According to the SEC’s complaint, from 2010 to 2020, Boucher allegedly made unauthorized transfers from client accounts to his own accounts, used client funds to pay his credit card bills, and forged a client’s signature on checks. The SEC claims that Boucher used a significant portion of the misappropriated funds to pay for extravagant personal expenses, including vacations and travel.

According to his BrokerCheck profile, Boucher spent two years at SCF Investment Advisors before he was terminated in May 2019. The firm stated in the notes section of his profile that the “advisor admitted to misappropriating customer funds to pay various credit card companies, and the customer has been made whole.” Before that, he spent less than one year with Northwest Asset Management, and from 2000 to 2016, he was affiliated with broker-dealer Raymond James Financial Services.

In one instance, Boucher allegedly sold securities and wired $60,000 of the proceeds from a client’s advisory account to a car dealership to purchase a Chevrolet Camaro. To authorize the wire transfer, he purportedly impersonated the client on a telephone call with a representative of a brokerage firm. A year and a half later, he sold the Camaro back to the same client for $52,000.

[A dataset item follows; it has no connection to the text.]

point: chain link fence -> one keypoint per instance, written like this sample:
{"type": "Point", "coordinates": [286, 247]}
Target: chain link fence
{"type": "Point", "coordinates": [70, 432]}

In another alleged scheme, Boucher stole $1.5 million over the course of one year from the trust of an elderly client. During an SEC investigation, he allegedly forged a letter from her to convince SEC enforcement staff that she had gifted him the $1.5 million a few days before she died.

The SEC’s complaint, filed in the United States District Court for the Southern District of California, seeks permanent injunctions, disgorgement plus prejudgment interest, and civil penalties.